Chronique

Vincent Glanzmann & Gerry Hemingway

Composition O

Vincent Glanzmann (dms, elec, fx), Gerry Hemingway (dms, elec,fx)

Label / Distribution : Fundacja Słuchaj

On sait depuis Kernelings, et dans les choix et les orientations qu’elle est la direction prise par Gerry Hemingway. L’Américain installé en Suisse depuis des années s’intéresse au son, à la résonance des objets et des peaux, à la spatialisation qui puise dans sa sensibilité de percussionniste. Sa rencontre avec Vincent Glanzmann était inévitable. Mieux, elle était absolument souhaitable et totalement délibérée ; depuis que l’on suit le parcours du batteur de Lucerne, là où enseigne Hemingway, on ne cesse d’évoquer l’ombre de son illustre aîné, de Sekhmet à Kasho’gi. Les voilà tous deux dans la lumière dans cette composition O où chacun fourbit la moindre des surfaces pour accorder les sons. Ainsi « Composition O part 4 » est un carambolage de strates qui s’imbrique avec plus ou moins de relief et une grande dynamique ; peu importe qu’elle soit très courte, elle s’installe dans la composition très ouverte comme une véritable tectonique des plaques qui conduit l’auditeur à des chocs sismiques.

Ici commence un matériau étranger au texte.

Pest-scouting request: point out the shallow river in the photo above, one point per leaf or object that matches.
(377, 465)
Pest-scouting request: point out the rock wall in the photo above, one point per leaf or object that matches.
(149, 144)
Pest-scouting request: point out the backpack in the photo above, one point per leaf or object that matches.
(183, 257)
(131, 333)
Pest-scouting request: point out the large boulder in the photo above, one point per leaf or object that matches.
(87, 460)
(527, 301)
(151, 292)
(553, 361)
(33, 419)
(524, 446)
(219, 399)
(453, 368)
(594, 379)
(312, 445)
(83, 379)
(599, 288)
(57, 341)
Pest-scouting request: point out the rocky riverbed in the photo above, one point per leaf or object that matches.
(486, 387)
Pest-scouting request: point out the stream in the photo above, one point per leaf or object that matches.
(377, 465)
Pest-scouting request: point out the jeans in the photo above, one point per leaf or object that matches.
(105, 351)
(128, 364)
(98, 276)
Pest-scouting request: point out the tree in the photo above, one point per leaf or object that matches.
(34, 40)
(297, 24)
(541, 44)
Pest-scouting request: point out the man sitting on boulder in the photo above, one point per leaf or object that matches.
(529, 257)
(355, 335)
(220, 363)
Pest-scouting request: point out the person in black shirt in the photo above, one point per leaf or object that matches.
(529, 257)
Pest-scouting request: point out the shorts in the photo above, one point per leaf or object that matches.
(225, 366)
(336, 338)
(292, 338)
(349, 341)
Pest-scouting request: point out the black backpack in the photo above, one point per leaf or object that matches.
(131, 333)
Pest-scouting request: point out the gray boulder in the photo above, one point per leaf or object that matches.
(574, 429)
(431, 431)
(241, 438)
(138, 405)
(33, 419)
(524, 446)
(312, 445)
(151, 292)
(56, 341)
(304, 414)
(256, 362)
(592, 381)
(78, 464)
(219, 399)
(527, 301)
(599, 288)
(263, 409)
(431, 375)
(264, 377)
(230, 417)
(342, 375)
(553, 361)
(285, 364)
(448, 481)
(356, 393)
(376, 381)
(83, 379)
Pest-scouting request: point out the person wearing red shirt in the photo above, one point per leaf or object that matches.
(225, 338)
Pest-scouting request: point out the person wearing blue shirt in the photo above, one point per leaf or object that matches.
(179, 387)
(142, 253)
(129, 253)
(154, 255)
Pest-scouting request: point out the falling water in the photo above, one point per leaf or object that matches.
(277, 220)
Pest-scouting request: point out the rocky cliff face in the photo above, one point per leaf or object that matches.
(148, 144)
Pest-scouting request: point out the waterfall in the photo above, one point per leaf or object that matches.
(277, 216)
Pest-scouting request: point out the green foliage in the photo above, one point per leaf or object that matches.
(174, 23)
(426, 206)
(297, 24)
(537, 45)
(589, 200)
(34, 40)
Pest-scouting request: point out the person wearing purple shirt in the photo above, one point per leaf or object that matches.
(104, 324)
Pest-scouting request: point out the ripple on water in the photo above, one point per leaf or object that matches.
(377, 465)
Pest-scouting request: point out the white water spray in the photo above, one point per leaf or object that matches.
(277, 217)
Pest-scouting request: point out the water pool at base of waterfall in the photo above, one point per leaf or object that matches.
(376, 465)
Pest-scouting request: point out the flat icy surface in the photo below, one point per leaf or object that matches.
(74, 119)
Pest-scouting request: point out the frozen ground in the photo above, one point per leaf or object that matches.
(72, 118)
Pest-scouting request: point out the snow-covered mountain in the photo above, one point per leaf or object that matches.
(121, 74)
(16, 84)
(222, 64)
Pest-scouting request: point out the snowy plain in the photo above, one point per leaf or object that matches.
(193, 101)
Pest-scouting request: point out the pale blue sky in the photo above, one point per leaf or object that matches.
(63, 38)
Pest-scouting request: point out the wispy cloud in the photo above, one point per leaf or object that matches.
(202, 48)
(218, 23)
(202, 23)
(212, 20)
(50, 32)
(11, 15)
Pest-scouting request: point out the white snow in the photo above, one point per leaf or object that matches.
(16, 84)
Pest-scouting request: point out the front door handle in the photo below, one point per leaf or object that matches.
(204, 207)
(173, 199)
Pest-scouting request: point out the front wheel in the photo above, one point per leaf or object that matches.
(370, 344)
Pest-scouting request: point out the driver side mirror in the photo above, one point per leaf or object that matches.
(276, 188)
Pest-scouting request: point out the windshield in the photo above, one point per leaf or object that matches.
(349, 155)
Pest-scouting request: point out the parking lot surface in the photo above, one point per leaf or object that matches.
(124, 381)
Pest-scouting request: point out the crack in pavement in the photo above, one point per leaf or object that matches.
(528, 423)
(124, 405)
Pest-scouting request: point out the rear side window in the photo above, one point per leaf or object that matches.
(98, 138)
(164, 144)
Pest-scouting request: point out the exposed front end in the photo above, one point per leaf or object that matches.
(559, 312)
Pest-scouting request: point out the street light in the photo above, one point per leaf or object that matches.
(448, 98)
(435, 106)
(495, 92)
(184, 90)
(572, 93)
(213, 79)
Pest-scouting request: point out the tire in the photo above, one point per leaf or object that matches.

Il y a beaucoup d’écoute et de respect entre les deux musiciens, mais ce n’est pas l’interplay qui importe ici. Pour ainsi dire, on pourrait croire que Glanzmann et Hemingway ne font qu’un au nom du son, ce qui est sensible dans la « Part 5 », la plus longue, qui se caractérise par de lentes plaintes de cymbales, soudainement incarnées. C’est ce fin métal qui focalise l’intérêt des deux musiciens. Ensemble, ils explorent leur perméabilité à l’électronique, à la légère saturation des micros et à la capacité à modifier, à modeler voire à altérer un matériel toujours en mouvement. Si c’est la frappe qui est ici à l’honneur, elle est d’abord à envisager comme la rencontre entre un objet et un autre, jamais comme une pulsation. C’est ce qui place de facto cette composition O hors du temps, mais ne la rend pas erratique pour autant, c’est au contraire une construction subtile, précise et vraiment rigoureuse qui ne laisse rien au hasard, sauf si celui-ci est guidé par une émotion, toujours aux confins du sensible.

Cette entrée de Hemingway dans le monde de Glanzmann, tout en tintements dans la « Part 1 », un univers qu’on avait déjà touché du doigt chez Veto Records ou avec Frantz Loriot, est particulièrement réjouissante, d’autant qu’elle a sa réciproque : le cadet a depuis longtemps cartographié la géographie intime de son glorieux aîné. Mais cette manière d’envisager la dualité, de communiquer voire de communier avec des partitions graphiques telles que l’intérieur du disque nous le montre, a plus d’un précédent. On pourrait penser à Braxton évidemment. Mais s’il y a des traces du maître, c’est dans l’aspect génératif, et finalement très ordonnancé de la Composition O. Pour le reste, on songe davantage au travail d’Hemingway avec Sarah Weaver, et notamment dans l’importance manifeste qu’ont les Éléments dans un disque court enregistré pour les Polonais de la Fundacia Sluchaj qui fait des merveilles en ce moment. A tout instant le vent ou la pluie, voire la sécheresse d’un désert, sont les images moteurs d’un disque saisissant.